Marcelo Ebrard informó que según la auditoría en marcha, casi 22 de cada cien pesos de cartera endosada al Fobaproa, corresponden a operaciones irregulares que tendrán que pagar los contribuyentes; no sería imposible que esos 22 pesos aumenten significativamente si se tiene en cuenta que la mencionada cartera ascendía a más de 165 mil millones de pesos, en 1995. Sin afanes especulativos, Marcelo Ebrard hizo saber en su entrevista que la transferencia a Fobaproa, en el renglón irregular monta a 35 mil millones de pesos, lo que exige un esclarecimiento de la conducta tanto de la Comisión Nacional Bancaria y de Valores como de los administradores del Fobaproa, ``por no ver las irregularidades'' o por tomar los créditos sin cuestionamiento alguno.
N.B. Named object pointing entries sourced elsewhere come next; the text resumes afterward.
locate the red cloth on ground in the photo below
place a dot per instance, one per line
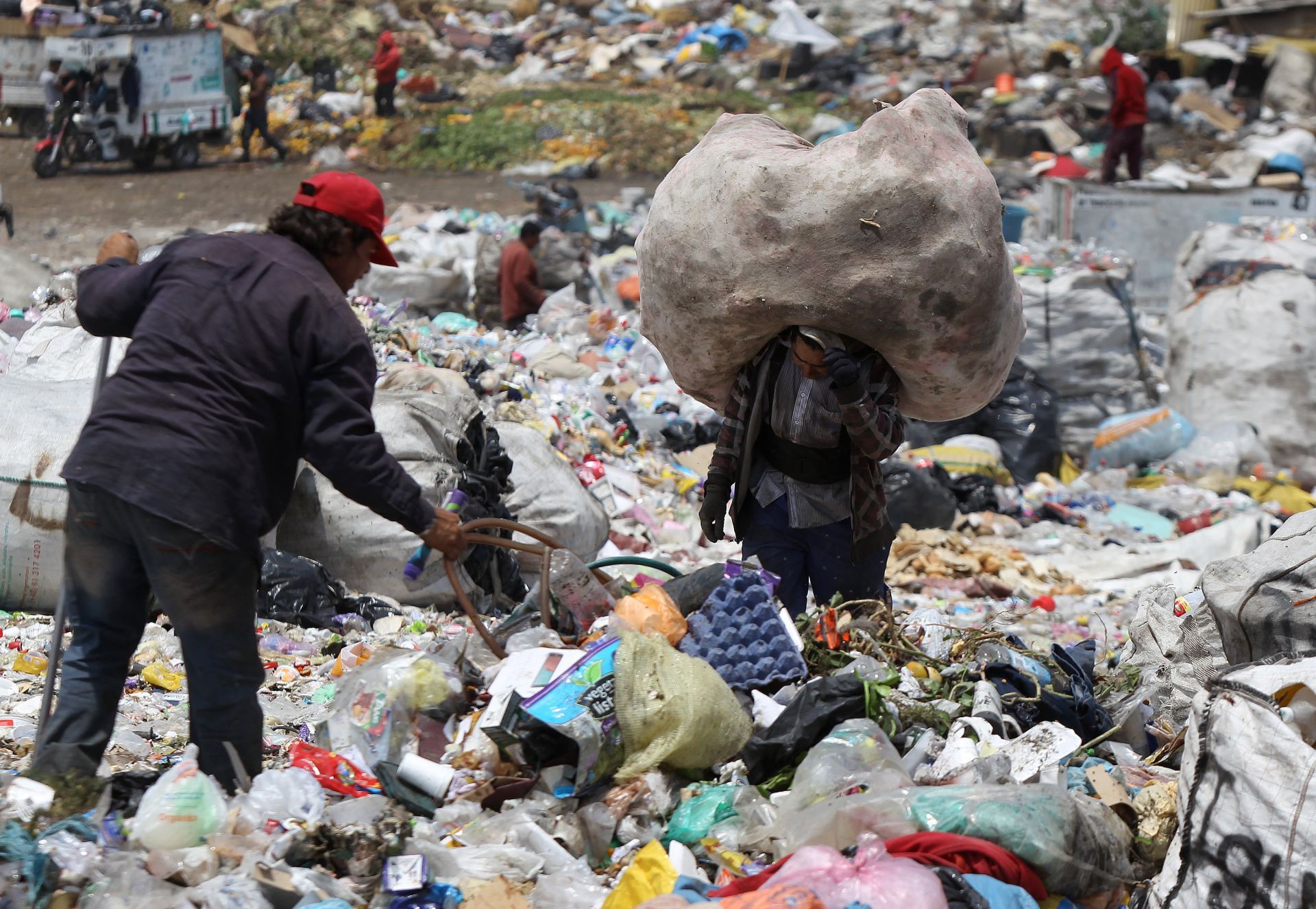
(1130, 99)
(519, 282)
(387, 60)
(969, 856)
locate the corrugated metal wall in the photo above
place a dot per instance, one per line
(1182, 27)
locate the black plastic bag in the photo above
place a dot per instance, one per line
(806, 721)
(1024, 420)
(297, 591)
(691, 592)
(1080, 710)
(918, 495)
(487, 476)
(974, 492)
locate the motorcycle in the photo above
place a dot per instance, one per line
(87, 138)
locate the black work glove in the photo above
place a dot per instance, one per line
(841, 366)
(712, 513)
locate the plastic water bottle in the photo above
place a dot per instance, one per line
(416, 563)
(995, 653)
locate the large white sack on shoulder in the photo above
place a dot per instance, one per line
(546, 495)
(757, 230)
(42, 422)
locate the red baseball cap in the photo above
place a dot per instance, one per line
(353, 199)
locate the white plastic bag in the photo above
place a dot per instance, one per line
(280, 795)
(181, 808)
(1247, 834)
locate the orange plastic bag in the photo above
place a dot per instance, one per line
(652, 611)
(628, 289)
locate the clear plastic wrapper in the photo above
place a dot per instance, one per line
(376, 705)
(280, 795)
(855, 755)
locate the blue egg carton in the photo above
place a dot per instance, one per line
(740, 634)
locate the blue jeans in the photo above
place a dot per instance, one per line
(814, 555)
(115, 557)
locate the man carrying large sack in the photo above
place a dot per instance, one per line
(808, 424)
(245, 358)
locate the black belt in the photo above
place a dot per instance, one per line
(799, 462)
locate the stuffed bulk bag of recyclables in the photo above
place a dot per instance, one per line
(888, 234)
(1247, 800)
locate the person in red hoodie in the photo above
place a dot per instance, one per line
(519, 278)
(386, 61)
(1128, 116)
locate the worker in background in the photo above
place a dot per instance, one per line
(519, 278)
(1128, 116)
(233, 84)
(808, 424)
(98, 90)
(131, 88)
(191, 450)
(49, 82)
(257, 119)
(386, 61)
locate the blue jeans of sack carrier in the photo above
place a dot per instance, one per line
(812, 555)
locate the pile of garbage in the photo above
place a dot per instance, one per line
(631, 718)
(632, 86)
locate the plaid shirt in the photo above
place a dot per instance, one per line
(870, 417)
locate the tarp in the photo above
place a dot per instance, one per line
(794, 28)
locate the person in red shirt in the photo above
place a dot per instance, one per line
(386, 61)
(519, 278)
(1128, 116)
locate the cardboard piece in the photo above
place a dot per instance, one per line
(498, 893)
(1213, 112)
(1114, 794)
(522, 675)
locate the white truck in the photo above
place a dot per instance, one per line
(164, 97)
(23, 57)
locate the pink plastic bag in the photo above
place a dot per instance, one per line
(874, 879)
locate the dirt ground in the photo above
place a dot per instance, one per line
(62, 220)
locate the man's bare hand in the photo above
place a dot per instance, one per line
(119, 246)
(445, 535)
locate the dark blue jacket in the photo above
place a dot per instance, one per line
(245, 358)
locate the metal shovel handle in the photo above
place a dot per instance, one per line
(57, 629)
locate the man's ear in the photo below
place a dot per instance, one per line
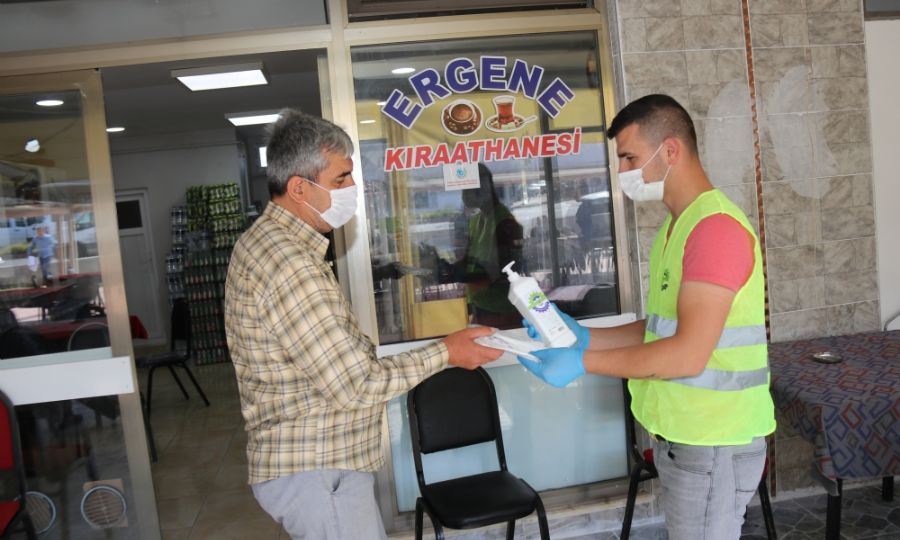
(295, 189)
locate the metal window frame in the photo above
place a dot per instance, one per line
(337, 38)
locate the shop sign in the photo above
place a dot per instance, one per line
(462, 117)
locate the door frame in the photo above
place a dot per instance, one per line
(88, 84)
(142, 196)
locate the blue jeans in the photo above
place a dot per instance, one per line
(706, 489)
(323, 505)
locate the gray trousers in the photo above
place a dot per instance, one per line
(706, 489)
(323, 505)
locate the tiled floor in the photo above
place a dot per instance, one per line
(201, 489)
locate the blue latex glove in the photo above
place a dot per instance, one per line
(558, 367)
(582, 334)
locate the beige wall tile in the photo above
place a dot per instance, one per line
(838, 61)
(842, 191)
(779, 30)
(803, 324)
(796, 294)
(793, 262)
(629, 9)
(853, 318)
(777, 64)
(776, 7)
(846, 223)
(658, 68)
(835, 28)
(831, 6)
(713, 32)
(718, 100)
(854, 255)
(710, 7)
(850, 287)
(842, 93)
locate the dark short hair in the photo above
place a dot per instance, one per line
(297, 144)
(659, 116)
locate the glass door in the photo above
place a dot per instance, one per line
(65, 334)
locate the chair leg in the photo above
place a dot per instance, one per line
(632, 498)
(419, 518)
(178, 381)
(196, 384)
(150, 393)
(542, 519)
(766, 506)
(510, 530)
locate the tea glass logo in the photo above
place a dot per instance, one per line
(538, 302)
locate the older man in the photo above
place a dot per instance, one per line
(312, 390)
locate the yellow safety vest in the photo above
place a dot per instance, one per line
(729, 402)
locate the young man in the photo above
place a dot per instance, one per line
(312, 391)
(698, 364)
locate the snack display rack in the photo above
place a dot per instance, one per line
(214, 222)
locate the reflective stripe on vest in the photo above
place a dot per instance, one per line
(717, 379)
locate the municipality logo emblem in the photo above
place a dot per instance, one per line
(538, 302)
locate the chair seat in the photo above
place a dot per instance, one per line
(160, 359)
(8, 510)
(482, 499)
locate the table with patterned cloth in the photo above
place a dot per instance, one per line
(849, 410)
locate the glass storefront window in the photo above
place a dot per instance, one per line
(475, 154)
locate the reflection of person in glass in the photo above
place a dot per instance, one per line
(42, 246)
(313, 392)
(494, 239)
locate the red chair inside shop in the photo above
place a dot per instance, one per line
(13, 515)
(643, 468)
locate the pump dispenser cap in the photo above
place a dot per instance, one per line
(512, 274)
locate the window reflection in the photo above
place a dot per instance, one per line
(527, 146)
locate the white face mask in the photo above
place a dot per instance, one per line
(636, 189)
(343, 205)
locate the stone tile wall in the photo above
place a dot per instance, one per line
(811, 124)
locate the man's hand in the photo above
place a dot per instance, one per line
(465, 353)
(558, 367)
(582, 334)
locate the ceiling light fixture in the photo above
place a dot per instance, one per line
(216, 77)
(252, 118)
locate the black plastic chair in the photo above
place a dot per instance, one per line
(643, 468)
(453, 409)
(13, 514)
(181, 330)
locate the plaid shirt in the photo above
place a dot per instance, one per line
(312, 391)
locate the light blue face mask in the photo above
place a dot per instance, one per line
(637, 189)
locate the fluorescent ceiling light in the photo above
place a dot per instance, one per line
(252, 118)
(215, 77)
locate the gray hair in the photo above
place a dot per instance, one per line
(297, 144)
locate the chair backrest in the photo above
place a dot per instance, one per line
(453, 409)
(22, 341)
(90, 335)
(181, 324)
(10, 448)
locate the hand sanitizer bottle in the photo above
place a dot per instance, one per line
(531, 302)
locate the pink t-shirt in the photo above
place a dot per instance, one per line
(720, 251)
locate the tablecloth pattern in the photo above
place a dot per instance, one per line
(850, 410)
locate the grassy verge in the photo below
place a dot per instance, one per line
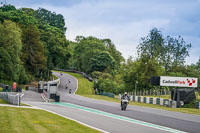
(85, 89)
(161, 96)
(3, 102)
(19, 120)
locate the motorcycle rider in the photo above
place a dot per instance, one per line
(125, 96)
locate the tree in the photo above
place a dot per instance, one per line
(51, 18)
(33, 56)
(86, 49)
(101, 62)
(151, 46)
(10, 49)
(117, 56)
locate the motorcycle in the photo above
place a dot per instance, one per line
(124, 104)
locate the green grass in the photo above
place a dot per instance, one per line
(197, 96)
(85, 88)
(161, 96)
(3, 101)
(55, 77)
(19, 120)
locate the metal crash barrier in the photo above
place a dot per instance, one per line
(50, 90)
(11, 98)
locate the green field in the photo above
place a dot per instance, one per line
(19, 120)
(85, 88)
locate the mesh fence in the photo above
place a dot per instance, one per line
(10, 97)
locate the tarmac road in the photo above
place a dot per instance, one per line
(107, 116)
(175, 120)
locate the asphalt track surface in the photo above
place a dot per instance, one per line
(174, 120)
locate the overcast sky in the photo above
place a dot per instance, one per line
(126, 21)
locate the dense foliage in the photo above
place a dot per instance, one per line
(32, 42)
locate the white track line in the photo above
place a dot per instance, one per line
(101, 130)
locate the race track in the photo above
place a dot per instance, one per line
(107, 116)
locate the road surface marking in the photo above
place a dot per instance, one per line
(118, 117)
(36, 107)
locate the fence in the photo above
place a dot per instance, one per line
(75, 71)
(11, 97)
(150, 92)
(7, 88)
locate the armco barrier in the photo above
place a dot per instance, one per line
(158, 101)
(107, 94)
(10, 97)
(74, 71)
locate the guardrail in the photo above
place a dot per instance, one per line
(74, 71)
(107, 94)
(11, 98)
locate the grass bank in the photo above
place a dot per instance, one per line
(3, 102)
(19, 120)
(85, 88)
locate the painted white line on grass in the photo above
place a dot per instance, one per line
(101, 130)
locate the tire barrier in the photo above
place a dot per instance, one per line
(11, 98)
(157, 101)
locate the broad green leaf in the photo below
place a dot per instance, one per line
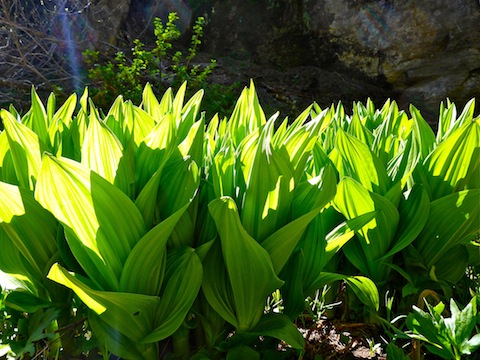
(280, 327)
(21, 217)
(104, 220)
(455, 164)
(13, 263)
(154, 150)
(360, 163)
(422, 133)
(58, 130)
(131, 314)
(248, 266)
(120, 345)
(26, 302)
(363, 287)
(281, 243)
(413, 210)
(150, 103)
(36, 118)
(376, 238)
(439, 236)
(25, 148)
(101, 150)
(268, 195)
(183, 278)
(145, 266)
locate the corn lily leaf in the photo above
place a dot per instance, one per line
(324, 237)
(101, 150)
(280, 327)
(443, 270)
(120, 345)
(192, 145)
(413, 211)
(7, 168)
(154, 150)
(363, 287)
(315, 192)
(455, 163)
(247, 116)
(104, 220)
(183, 278)
(439, 236)
(145, 266)
(360, 163)
(376, 238)
(247, 268)
(21, 217)
(282, 242)
(58, 130)
(131, 314)
(150, 102)
(422, 134)
(13, 263)
(25, 148)
(36, 118)
(166, 103)
(269, 186)
(189, 115)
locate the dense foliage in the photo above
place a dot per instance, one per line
(147, 226)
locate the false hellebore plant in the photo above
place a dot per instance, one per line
(156, 223)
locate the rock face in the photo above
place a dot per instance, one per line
(426, 50)
(429, 50)
(418, 52)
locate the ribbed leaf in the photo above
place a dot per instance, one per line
(413, 210)
(13, 263)
(247, 264)
(360, 163)
(131, 314)
(36, 118)
(102, 217)
(120, 345)
(438, 235)
(25, 148)
(183, 278)
(101, 150)
(422, 133)
(363, 287)
(268, 195)
(377, 236)
(282, 242)
(145, 266)
(279, 327)
(21, 217)
(455, 164)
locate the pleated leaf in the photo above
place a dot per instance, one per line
(145, 266)
(183, 278)
(376, 238)
(25, 148)
(21, 217)
(360, 163)
(439, 235)
(455, 164)
(104, 220)
(363, 287)
(248, 266)
(131, 314)
(101, 150)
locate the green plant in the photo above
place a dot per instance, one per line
(447, 337)
(162, 66)
(158, 228)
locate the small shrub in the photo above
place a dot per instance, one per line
(162, 66)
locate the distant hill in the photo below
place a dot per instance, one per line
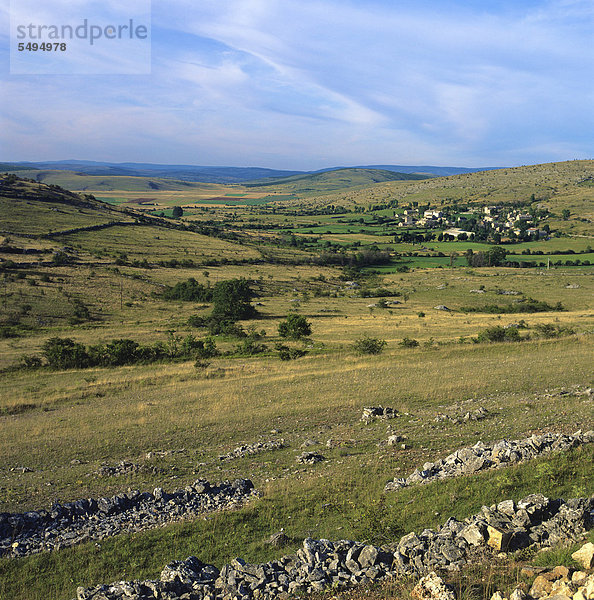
(75, 180)
(179, 172)
(332, 180)
(210, 174)
(29, 207)
(428, 170)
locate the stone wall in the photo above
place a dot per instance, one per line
(320, 564)
(480, 457)
(67, 524)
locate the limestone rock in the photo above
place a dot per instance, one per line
(585, 556)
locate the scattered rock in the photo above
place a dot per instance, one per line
(125, 468)
(476, 415)
(279, 539)
(395, 439)
(250, 449)
(370, 413)
(480, 457)
(310, 458)
(322, 564)
(70, 523)
(585, 556)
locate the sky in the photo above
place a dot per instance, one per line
(310, 84)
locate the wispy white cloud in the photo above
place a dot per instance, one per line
(293, 84)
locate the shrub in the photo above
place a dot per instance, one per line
(294, 327)
(232, 300)
(250, 346)
(117, 352)
(206, 348)
(225, 327)
(499, 334)
(197, 321)
(287, 353)
(65, 353)
(30, 361)
(369, 345)
(189, 291)
(549, 330)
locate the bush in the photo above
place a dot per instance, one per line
(287, 353)
(206, 348)
(30, 361)
(225, 327)
(189, 291)
(549, 330)
(115, 353)
(499, 334)
(294, 327)
(232, 300)
(249, 347)
(369, 345)
(65, 353)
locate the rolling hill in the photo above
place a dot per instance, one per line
(212, 174)
(333, 180)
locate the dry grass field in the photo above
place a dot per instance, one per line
(57, 427)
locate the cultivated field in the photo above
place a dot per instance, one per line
(177, 416)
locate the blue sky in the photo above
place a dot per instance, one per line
(309, 84)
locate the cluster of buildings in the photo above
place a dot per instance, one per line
(489, 219)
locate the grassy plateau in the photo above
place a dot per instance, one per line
(58, 426)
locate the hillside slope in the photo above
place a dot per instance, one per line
(74, 180)
(338, 179)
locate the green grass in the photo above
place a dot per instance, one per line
(49, 418)
(334, 507)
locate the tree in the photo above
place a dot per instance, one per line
(232, 300)
(65, 353)
(369, 345)
(294, 327)
(496, 255)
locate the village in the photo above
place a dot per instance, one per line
(496, 223)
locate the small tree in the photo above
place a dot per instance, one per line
(65, 353)
(232, 300)
(294, 327)
(369, 345)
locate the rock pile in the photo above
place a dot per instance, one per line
(370, 413)
(249, 449)
(309, 458)
(125, 468)
(481, 457)
(475, 415)
(67, 524)
(319, 564)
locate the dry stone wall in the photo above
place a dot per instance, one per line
(480, 457)
(320, 564)
(70, 523)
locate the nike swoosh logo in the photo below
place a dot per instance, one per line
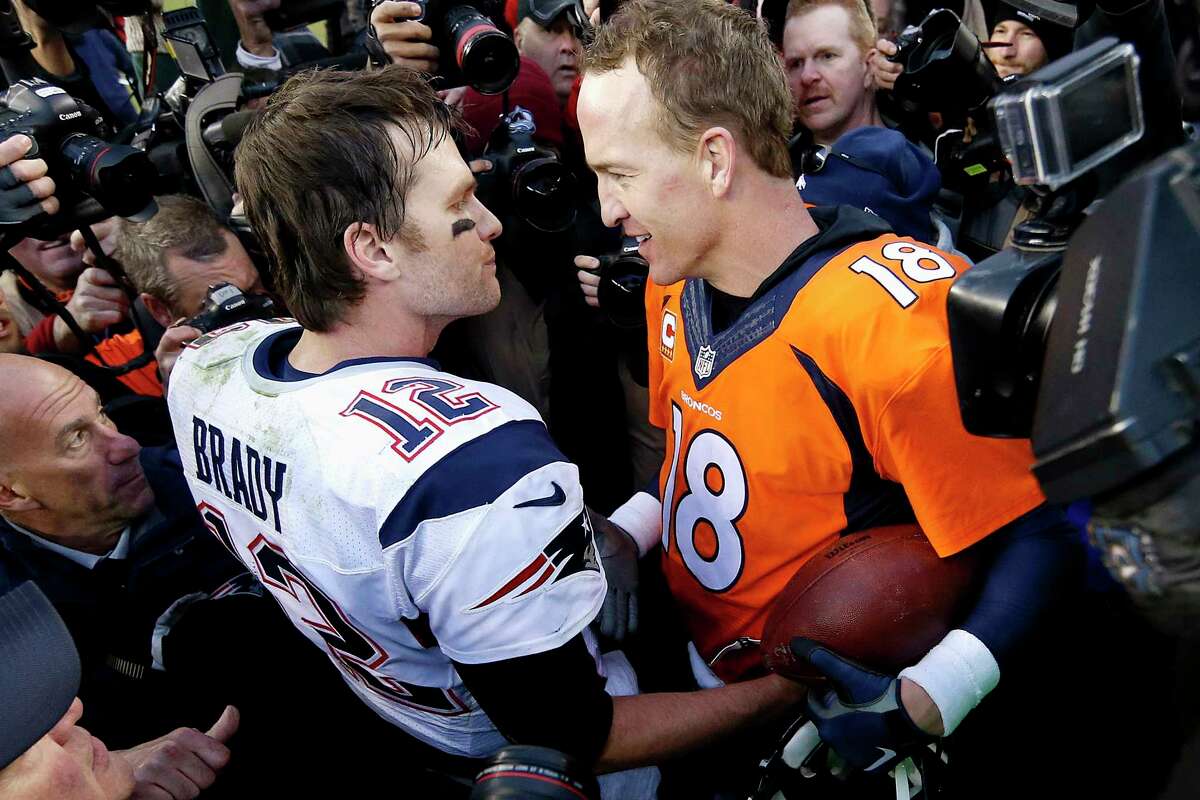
(888, 755)
(556, 499)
Las desmesuradas cantidades que giran en torno a los bancos, el Fobaproa, el IPAB, las autoridades y algunos personajes ahora perseguidos por la justicia, demandan explicaciones a la opinión pública aperplejada ante tan negra danza de los millones, en el supuesto desde luego que las explicaciones tendrán que despejar las brumas que ocultan culpabilidades de coreógrafos de la macabra danza de millones, que una mayoría de legisladores acordaron sufragar con el trabajo de actuales y futuras generaciones mexicanas. Asiste en mucho la razón al diputado Ebrard cuando juzga que el costo final del rescate bancario, 84 mil millones de dólares hasta junio, coloca al país en el umbral de una crisis sin precedentes, porque las finanzas públicas caerán enfermas de quiebra potencial, advirtiéndose que al hablar del país se habla de los millones de familias que forman la población, exceptuándose desde luego los 200 ó 300 supermillonarios que gozan, ellos solos, del 80 por ciento del bien común que en términos de legitimidad pertenece a todos los mexicanos.